Spontaneous returnees reap profits in DRC's Equateur province
Spontaneous returnees reap profits in DRC's Equateur province
BUBURU, Democratic Republic of the Congo, September 11 (UNHCR) - As UNHCR prepares to expand its operation aimed at helping returnees rebuild their lives in Equateur province, Lili Lobanda is proof of what can be achieved by former refugees in this north-west region of the Democratic Republic of the Congo (DRC).
And the experience of people like Lili who have made a go of things after returning spontaneously to the villages of Buburu and Bomongo could encourage others to come back under a UNHCR programme of assisted repatriation due to begin in the area later this month.
Within three months of returning home from seven years of exile in neighbouring Republic of Congo, the single mother of two children has formed a successful cooperative with other returnee women in Buburu village.
The dynamic 29-year-old Lili works every day from five in the morning to late at night making bread, which she sells in her small shop and to other women vendors in this village. Everyone makes enough money out of the arrangement to feed their families and rebuild their lives.
"I began this mainly to feed my children," said Lili, who fled across the Oubangui River in 1999 to escape fighting that left a swathe of death and destruction in Buburu. Feeling secure in her livelihood, she now plans to find a husband.
As Lili looks to the future, UNHCR is opening a new transit centre in Buburu so that it can help other refugees return to this area. The agency's new operation should be fully up and running by the end of the month. Primary and secondary schools have already been built, while another school and a health centre are being renovated.

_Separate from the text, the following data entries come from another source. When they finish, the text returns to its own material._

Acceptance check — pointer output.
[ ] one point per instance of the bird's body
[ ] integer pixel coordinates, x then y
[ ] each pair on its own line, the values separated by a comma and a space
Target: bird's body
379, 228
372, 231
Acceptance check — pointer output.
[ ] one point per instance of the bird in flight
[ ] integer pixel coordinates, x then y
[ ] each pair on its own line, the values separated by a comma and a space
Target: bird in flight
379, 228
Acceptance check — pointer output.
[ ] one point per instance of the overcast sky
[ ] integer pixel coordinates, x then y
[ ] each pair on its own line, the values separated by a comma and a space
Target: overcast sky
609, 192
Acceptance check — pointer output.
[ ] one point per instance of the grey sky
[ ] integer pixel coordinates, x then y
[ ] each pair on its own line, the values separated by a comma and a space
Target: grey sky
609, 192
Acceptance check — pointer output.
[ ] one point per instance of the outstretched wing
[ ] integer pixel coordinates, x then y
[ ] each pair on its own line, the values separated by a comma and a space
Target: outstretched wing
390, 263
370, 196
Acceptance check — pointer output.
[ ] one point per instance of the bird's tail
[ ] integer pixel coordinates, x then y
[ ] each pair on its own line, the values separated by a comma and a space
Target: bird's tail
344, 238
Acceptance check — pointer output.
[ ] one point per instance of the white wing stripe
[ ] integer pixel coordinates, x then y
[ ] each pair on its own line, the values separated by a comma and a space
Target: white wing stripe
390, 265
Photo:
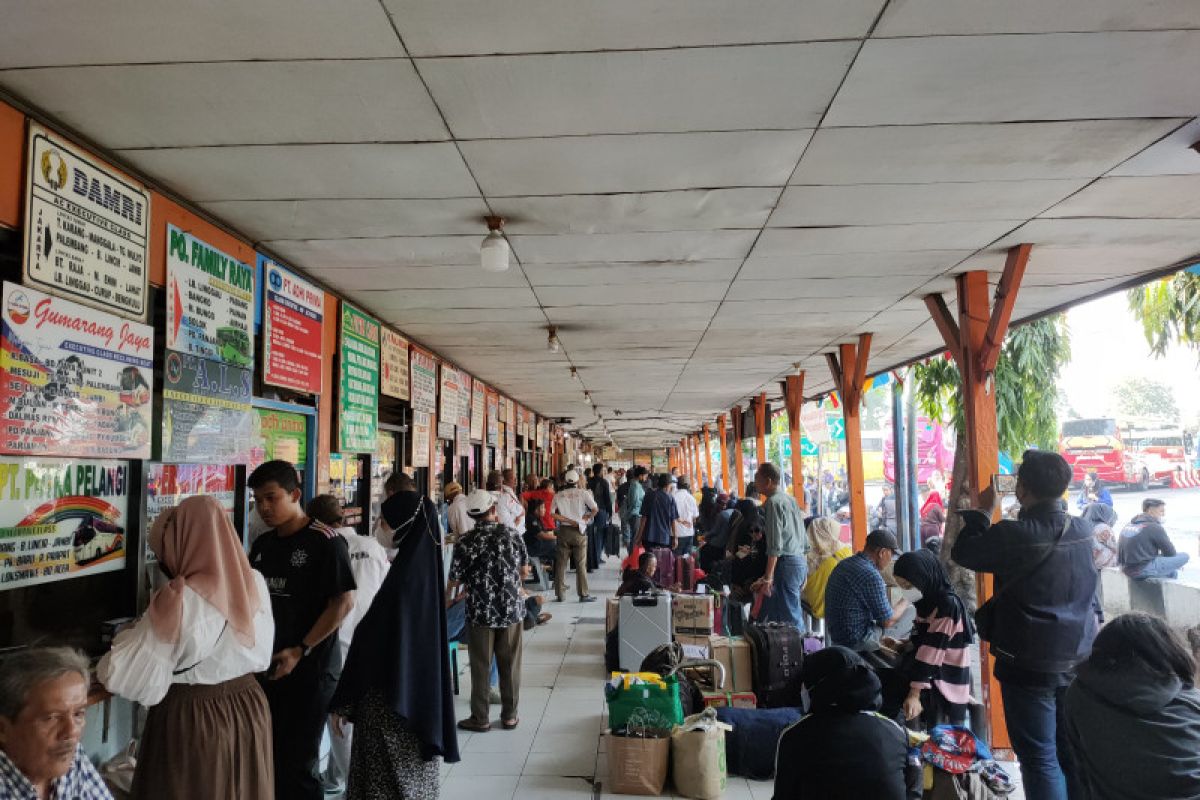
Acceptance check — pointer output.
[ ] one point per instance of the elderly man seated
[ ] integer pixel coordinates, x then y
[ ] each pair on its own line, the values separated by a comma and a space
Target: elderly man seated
43, 698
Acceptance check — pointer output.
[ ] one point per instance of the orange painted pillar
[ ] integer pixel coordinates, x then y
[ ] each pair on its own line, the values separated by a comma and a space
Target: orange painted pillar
708, 457
738, 469
793, 397
760, 426
849, 371
725, 456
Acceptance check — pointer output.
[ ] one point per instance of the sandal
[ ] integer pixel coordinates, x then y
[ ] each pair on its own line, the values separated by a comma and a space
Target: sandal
474, 727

UNHCR expects some 2,700 more refugees to return to the Buburu and Bomongo areas from Republic of Congo by the end of the year, joining almost 7,400 people who have returned to Equateur province this year - most with UNHCR assistance.
The agency plans - with the aid of local non-governmental organisation AIDES - to help members of the returning community rebuild their lives and, like Lili, earn a living. Income-generating projects will be a key part of the UNHCR vision for the area, which will focus on activities that benefit the whole community.
Working through AIDES, UNHCR has implemented successful income-generating projects elsewhere in Equateur, including soap factories, manioc mills, bakeries, carpentry shops and tailors' shops in the towns of Gemena and Libenge.
In these enterprises, returnees were given equipment and raw materials after setting up associations with members of the local community. "There are plans to set up similar income generation projects in Buburu," said Jackie Aziza, head of community services at AIDES, adding that they had identified 60 fishing and agricultural associations as potential recipients of assistance. Also under consideration are proposals for a manioc mill, a soap factory and a bakery.
"Return and reintegration projects mean considerable support to the area," noted Seibou Insa, head of the UNHCR field office in Equateur. "It benefits not only the returnees to DRC, but also the community as a whole," he added.
Spontaneous returnees like Lili and Philomene Boleke have shown that there are plenty of opportunities for refugees to make a success of things in Buburu and nearby Bomongo. Philomene buys and sells bread baked by Lili as well as running a guesthouse and a small pharmacy. "Business is doing well," she said. "I'm very happy to be home."
Her husband, a former English-language teacher from the area, had dreamed about opening a guesthouse while living in exile. He, Philomene and their five children raised the necessary capital by working the plot of land they were allocated in Republic of Congo.
More than 24,000 Congolese refugees have been repatriated with UNHCR assistance this year from the Republic of Congo, Tanzania, Zambia and Sudan. With the opening of the Buburu office, their numbers are likely to swell as more people return to rebuild their lives.